In the Shadows of the Sun


Ross and Baylis Strickland, brothers, built every piece of their ranch in New Mexico on land leased from the federal government. Their wives, Sara and Alida, and their children also contribute to the family projects of farming and managing a cattle herd. News reports suggest the horror of war, so far only imagined in the faraway Philippines until its impact hits this American family. Ross’s son, Jack, enlists in the army. Their lease is suspended because the War Department needs land for testing bombs. Losing both their livelihood and home agitates their already decaying family relationships. Havoc continues as Alida divorces Baylis, who dares a relationship with his sister-in-law, Sara. Then an inaccurate report of Jack’s death arrives.

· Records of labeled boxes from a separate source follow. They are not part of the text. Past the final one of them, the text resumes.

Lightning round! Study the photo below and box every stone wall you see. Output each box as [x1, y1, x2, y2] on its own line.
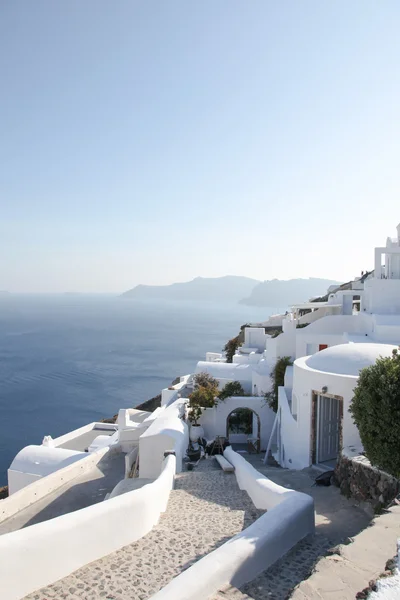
[335, 451, 400, 511]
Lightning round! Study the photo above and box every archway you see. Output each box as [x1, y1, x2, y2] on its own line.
[226, 407, 261, 452]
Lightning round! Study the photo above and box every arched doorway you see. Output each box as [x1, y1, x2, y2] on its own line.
[226, 407, 260, 452]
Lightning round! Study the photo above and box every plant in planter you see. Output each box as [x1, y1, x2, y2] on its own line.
[218, 381, 245, 401]
[264, 356, 293, 412]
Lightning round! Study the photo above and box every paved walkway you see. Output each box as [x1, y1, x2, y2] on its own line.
[21, 455, 384, 600]
[27, 459, 263, 600]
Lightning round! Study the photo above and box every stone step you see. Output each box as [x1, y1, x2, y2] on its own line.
[211, 585, 253, 600]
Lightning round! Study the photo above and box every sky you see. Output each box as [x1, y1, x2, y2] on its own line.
[0, 0, 400, 293]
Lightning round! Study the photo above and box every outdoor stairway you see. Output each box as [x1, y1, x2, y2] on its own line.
[23, 459, 264, 600]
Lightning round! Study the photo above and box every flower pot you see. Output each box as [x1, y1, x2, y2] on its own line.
[189, 425, 204, 442]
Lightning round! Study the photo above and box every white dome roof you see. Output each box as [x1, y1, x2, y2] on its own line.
[305, 344, 397, 377]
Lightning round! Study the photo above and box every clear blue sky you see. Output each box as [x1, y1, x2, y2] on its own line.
[0, 0, 400, 292]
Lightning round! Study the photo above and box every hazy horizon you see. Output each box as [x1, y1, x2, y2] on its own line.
[0, 0, 400, 294]
[0, 274, 343, 297]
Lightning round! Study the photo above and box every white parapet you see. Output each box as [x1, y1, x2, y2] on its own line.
[0, 455, 176, 600]
[148, 447, 315, 600]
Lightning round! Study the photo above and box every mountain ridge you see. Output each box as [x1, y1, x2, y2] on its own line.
[122, 275, 260, 302]
[121, 275, 340, 306]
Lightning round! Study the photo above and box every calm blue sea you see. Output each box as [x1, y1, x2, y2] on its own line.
[0, 295, 276, 485]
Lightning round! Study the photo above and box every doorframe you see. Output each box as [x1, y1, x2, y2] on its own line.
[310, 390, 343, 465]
[226, 406, 261, 452]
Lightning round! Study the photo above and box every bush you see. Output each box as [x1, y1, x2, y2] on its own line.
[218, 381, 244, 400]
[349, 350, 400, 478]
[265, 356, 293, 412]
[193, 372, 218, 390]
[224, 335, 241, 362]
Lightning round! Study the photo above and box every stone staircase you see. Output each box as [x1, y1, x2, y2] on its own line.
[211, 585, 253, 600]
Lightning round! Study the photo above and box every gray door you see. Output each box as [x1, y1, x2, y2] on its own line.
[317, 396, 340, 462]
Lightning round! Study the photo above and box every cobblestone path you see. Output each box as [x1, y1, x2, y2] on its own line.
[26, 460, 264, 600]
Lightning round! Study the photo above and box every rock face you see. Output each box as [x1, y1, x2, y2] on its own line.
[335, 456, 400, 510]
[240, 277, 339, 309]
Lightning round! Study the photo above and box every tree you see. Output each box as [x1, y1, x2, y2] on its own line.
[349, 350, 400, 478]
[218, 381, 244, 400]
[224, 335, 241, 362]
[264, 356, 293, 412]
[193, 372, 219, 395]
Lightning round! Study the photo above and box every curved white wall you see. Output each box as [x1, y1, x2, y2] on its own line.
[7, 446, 86, 496]
[200, 396, 275, 449]
[139, 399, 189, 479]
[0, 448, 110, 522]
[279, 357, 361, 469]
[148, 448, 315, 600]
[0, 455, 176, 600]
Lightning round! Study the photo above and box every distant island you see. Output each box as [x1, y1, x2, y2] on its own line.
[122, 275, 260, 303]
[122, 275, 340, 307]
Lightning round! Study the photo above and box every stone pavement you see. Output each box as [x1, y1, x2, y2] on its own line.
[23, 455, 386, 600]
[292, 506, 400, 600]
[26, 459, 264, 600]
[213, 455, 400, 600]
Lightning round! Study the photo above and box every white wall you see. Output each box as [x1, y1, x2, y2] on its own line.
[125, 446, 139, 479]
[53, 422, 117, 447]
[0, 448, 110, 522]
[148, 448, 315, 600]
[361, 278, 400, 314]
[279, 358, 361, 469]
[292, 315, 372, 358]
[0, 456, 176, 600]
[244, 327, 265, 352]
[200, 396, 275, 449]
[139, 399, 189, 479]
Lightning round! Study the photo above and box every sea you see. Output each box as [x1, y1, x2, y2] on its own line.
[0, 294, 279, 486]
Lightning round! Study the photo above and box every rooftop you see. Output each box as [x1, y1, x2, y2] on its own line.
[304, 343, 396, 377]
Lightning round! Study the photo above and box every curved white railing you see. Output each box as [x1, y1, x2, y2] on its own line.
[0, 455, 176, 600]
[148, 448, 315, 600]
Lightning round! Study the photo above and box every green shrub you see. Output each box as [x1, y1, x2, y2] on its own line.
[193, 372, 218, 395]
[224, 335, 240, 362]
[218, 381, 244, 400]
[349, 350, 400, 478]
[265, 356, 293, 412]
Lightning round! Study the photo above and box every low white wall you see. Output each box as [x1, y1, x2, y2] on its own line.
[148, 448, 315, 600]
[0, 456, 176, 600]
[139, 399, 189, 479]
[53, 422, 117, 447]
[125, 446, 139, 479]
[0, 448, 109, 523]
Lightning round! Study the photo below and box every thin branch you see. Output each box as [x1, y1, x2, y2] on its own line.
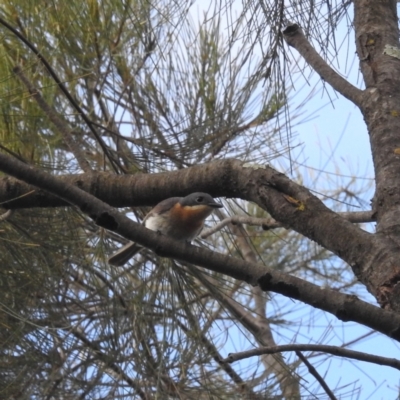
[283, 24, 363, 106]
[0, 153, 400, 340]
[225, 344, 400, 370]
[200, 211, 375, 239]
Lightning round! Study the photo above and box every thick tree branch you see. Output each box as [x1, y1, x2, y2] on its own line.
[283, 24, 363, 105]
[225, 344, 400, 370]
[0, 154, 400, 340]
[0, 156, 400, 308]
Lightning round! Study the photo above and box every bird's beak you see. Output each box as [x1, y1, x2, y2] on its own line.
[207, 203, 224, 208]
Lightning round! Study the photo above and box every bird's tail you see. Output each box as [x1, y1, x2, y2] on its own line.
[108, 242, 143, 267]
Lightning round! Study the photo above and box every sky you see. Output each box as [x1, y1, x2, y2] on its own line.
[189, 1, 400, 400]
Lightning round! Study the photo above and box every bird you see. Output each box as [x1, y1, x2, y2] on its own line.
[108, 192, 223, 267]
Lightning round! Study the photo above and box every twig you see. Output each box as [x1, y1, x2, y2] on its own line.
[283, 24, 363, 106]
[296, 351, 337, 400]
[225, 344, 400, 370]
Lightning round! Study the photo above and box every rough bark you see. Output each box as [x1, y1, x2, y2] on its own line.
[0, 154, 400, 340]
[284, 0, 400, 311]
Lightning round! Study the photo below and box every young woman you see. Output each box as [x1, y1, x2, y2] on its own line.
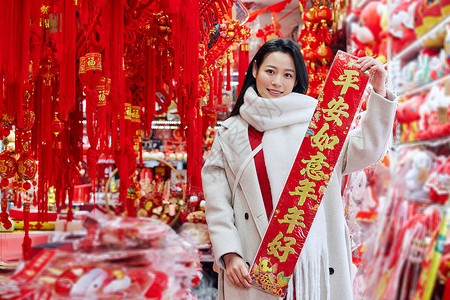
[202, 39, 396, 300]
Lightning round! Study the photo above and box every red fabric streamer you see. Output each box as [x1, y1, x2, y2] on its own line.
[217, 68, 223, 105]
[22, 201, 31, 260]
[227, 50, 232, 91]
[208, 72, 214, 110]
[59, 0, 77, 120]
[0, 195, 12, 230]
[247, 0, 292, 23]
[145, 40, 156, 137]
[238, 44, 249, 93]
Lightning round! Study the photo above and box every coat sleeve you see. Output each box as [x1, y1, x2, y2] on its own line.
[342, 91, 397, 174]
[202, 132, 243, 268]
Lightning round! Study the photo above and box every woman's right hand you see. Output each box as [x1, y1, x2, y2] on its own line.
[222, 253, 252, 289]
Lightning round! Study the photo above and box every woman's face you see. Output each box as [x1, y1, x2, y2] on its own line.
[252, 51, 297, 98]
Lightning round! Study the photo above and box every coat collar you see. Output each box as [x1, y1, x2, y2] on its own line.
[218, 116, 269, 238]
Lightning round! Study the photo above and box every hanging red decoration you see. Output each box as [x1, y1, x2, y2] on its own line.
[0, 150, 17, 179]
[17, 154, 37, 180]
[78, 52, 102, 89]
[315, 42, 334, 65]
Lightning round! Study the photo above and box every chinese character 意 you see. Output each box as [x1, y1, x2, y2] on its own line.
[300, 152, 330, 180]
[289, 179, 317, 206]
[311, 123, 339, 151]
[267, 231, 296, 262]
[278, 206, 305, 233]
[333, 70, 359, 95]
[323, 96, 349, 126]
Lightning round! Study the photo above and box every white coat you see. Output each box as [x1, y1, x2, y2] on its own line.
[202, 92, 396, 300]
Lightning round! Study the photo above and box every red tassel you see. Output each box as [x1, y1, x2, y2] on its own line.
[0, 195, 12, 230]
[67, 186, 74, 222]
[16, 191, 22, 208]
[145, 40, 156, 137]
[22, 201, 31, 260]
[227, 49, 232, 91]
[213, 68, 219, 95]
[58, 0, 77, 120]
[208, 72, 214, 110]
[217, 68, 223, 105]
[238, 44, 249, 93]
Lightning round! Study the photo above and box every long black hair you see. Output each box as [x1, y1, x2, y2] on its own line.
[230, 39, 309, 117]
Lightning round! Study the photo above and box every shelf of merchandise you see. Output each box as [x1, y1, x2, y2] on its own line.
[396, 136, 450, 147]
[392, 16, 450, 61]
[397, 74, 450, 97]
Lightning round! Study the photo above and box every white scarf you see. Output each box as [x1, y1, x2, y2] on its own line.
[239, 87, 317, 207]
[239, 88, 328, 300]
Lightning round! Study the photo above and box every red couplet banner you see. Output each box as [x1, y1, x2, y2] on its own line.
[250, 51, 369, 297]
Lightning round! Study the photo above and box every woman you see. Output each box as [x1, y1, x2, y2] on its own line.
[202, 39, 396, 300]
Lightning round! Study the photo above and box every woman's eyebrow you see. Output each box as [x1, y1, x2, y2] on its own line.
[265, 65, 295, 73]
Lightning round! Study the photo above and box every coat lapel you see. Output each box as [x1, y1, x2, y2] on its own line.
[220, 117, 269, 239]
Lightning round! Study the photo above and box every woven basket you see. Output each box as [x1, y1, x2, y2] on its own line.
[105, 158, 186, 227]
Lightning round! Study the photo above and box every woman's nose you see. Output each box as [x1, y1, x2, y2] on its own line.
[272, 77, 281, 86]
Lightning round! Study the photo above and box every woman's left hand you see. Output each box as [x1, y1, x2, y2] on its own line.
[356, 56, 387, 97]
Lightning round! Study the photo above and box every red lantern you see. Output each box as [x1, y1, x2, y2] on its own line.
[17, 155, 37, 180]
[22, 109, 36, 131]
[302, 7, 317, 28]
[316, 43, 333, 66]
[316, 6, 333, 25]
[0, 151, 17, 179]
[302, 45, 316, 64]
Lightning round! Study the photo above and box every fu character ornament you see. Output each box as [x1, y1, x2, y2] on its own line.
[0, 139, 17, 232]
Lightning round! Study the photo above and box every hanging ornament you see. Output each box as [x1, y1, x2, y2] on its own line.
[52, 112, 64, 137]
[78, 52, 102, 89]
[0, 138, 17, 231]
[316, 6, 333, 44]
[0, 154, 17, 179]
[315, 42, 333, 66]
[17, 154, 37, 180]
[302, 45, 317, 67]
[22, 109, 36, 131]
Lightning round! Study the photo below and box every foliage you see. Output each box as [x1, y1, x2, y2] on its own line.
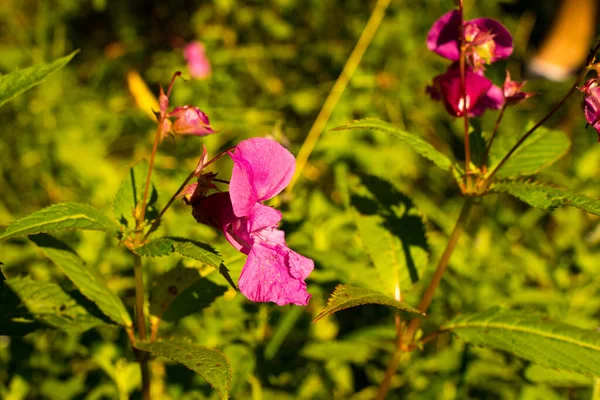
[0, 0, 600, 400]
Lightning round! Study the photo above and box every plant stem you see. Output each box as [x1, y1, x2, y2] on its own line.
[377, 197, 473, 400]
[481, 102, 506, 172]
[133, 254, 150, 400]
[482, 41, 600, 190]
[458, 0, 471, 191]
[137, 122, 164, 230]
[286, 0, 390, 193]
[142, 171, 195, 241]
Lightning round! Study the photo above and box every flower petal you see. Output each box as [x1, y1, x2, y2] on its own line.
[229, 138, 295, 217]
[238, 243, 314, 306]
[427, 10, 461, 61]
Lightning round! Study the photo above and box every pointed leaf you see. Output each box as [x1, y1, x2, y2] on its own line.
[350, 174, 429, 296]
[113, 161, 158, 231]
[491, 181, 600, 215]
[150, 264, 226, 338]
[313, 285, 422, 323]
[441, 309, 600, 376]
[5, 278, 107, 333]
[29, 234, 131, 327]
[0, 50, 79, 106]
[0, 203, 119, 239]
[135, 341, 231, 399]
[333, 118, 461, 177]
[490, 127, 571, 179]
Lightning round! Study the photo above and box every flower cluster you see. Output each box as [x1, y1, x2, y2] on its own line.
[184, 138, 314, 305]
[158, 72, 216, 140]
[579, 77, 600, 142]
[427, 10, 532, 117]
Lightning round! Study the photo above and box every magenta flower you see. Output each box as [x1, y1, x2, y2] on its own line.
[190, 138, 314, 306]
[167, 106, 216, 136]
[427, 10, 513, 70]
[579, 78, 600, 142]
[503, 70, 535, 104]
[183, 42, 211, 79]
[427, 63, 504, 117]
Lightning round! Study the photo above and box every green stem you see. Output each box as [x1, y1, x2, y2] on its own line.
[481, 102, 506, 172]
[377, 197, 473, 400]
[143, 171, 195, 241]
[133, 254, 150, 400]
[286, 0, 390, 193]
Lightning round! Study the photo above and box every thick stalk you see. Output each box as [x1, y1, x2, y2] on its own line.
[286, 0, 390, 193]
[482, 41, 600, 190]
[481, 102, 506, 173]
[377, 197, 473, 400]
[133, 254, 150, 400]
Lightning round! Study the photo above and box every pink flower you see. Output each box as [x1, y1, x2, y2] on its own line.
[503, 70, 535, 104]
[427, 10, 513, 70]
[427, 63, 504, 117]
[167, 106, 216, 136]
[183, 42, 211, 79]
[579, 78, 600, 142]
[186, 138, 314, 306]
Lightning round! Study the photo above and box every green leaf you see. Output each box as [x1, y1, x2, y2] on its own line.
[113, 161, 158, 231]
[332, 118, 462, 177]
[5, 278, 107, 333]
[313, 285, 422, 323]
[491, 181, 600, 215]
[0, 203, 119, 239]
[350, 174, 429, 297]
[489, 127, 571, 179]
[135, 341, 231, 399]
[150, 264, 226, 327]
[0, 50, 79, 106]
[133, 237, 237, 290]
[29, 234, 132, 327]
[441, 309, 600, 376]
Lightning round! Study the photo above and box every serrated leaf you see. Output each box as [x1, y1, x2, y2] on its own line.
[150, 264, 226, 338]
[0, 50, 79, 106]
[133, 237, 237, 290]
[313, 285, 422, 323]
[332, 118, 462, 178]
[5, 278, 107, 333]
[133, 237, 175, 257]
[491, 181, 600, 215]
[441, 309, 600, 376]
[113, 161, 158, 231]
[0, 203, 119, 239]
[135, 341, 231, 399]
[489, 127, 571, 179]
[29, 234, 132, 327]
[350, 174, 429, 296]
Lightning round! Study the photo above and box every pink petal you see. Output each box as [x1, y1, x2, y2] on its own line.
[238, 243, 314, 306]
[427, 10, 460, 61]
[468, 18, 513, 62]
[229, 138, 296, 217]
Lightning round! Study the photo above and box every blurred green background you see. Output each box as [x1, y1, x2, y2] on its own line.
[0, 0, 600, 400]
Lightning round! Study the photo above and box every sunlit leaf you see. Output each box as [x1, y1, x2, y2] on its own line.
[333, 118, 461, 177]
[313, 285, 421, 322]
[0, 203, 119, 239]
[350, 174, 429, 297]
[441, 309, 600, 376]
[491, 181, 600, 215]
[135, 341, 231, 399]
[29, 234, 131, 327]
[0, 50, 79, 106]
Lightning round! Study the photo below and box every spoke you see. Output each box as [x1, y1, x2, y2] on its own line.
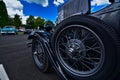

The horrific description of Jack’s struggles through the Bataan Death March fills the novel’s opening pages. It continues with the vivid years following September 1942, when Jack, as a prisoner of war on Palawan Island, builds an airfield for the Japanese. In returning home, Jack is confronted with rejoining family members who face the challenge of recreating their lives, as their beloved ranch has been extensively damaged.

The action-filled narrative switches back and forth between the war and troubled family lives at home. This is an exemplary war story containing elements in American history too often quietly ignored. The author presents with sensitivity and emotion the personal damage that war brings to both soldiers and civilians.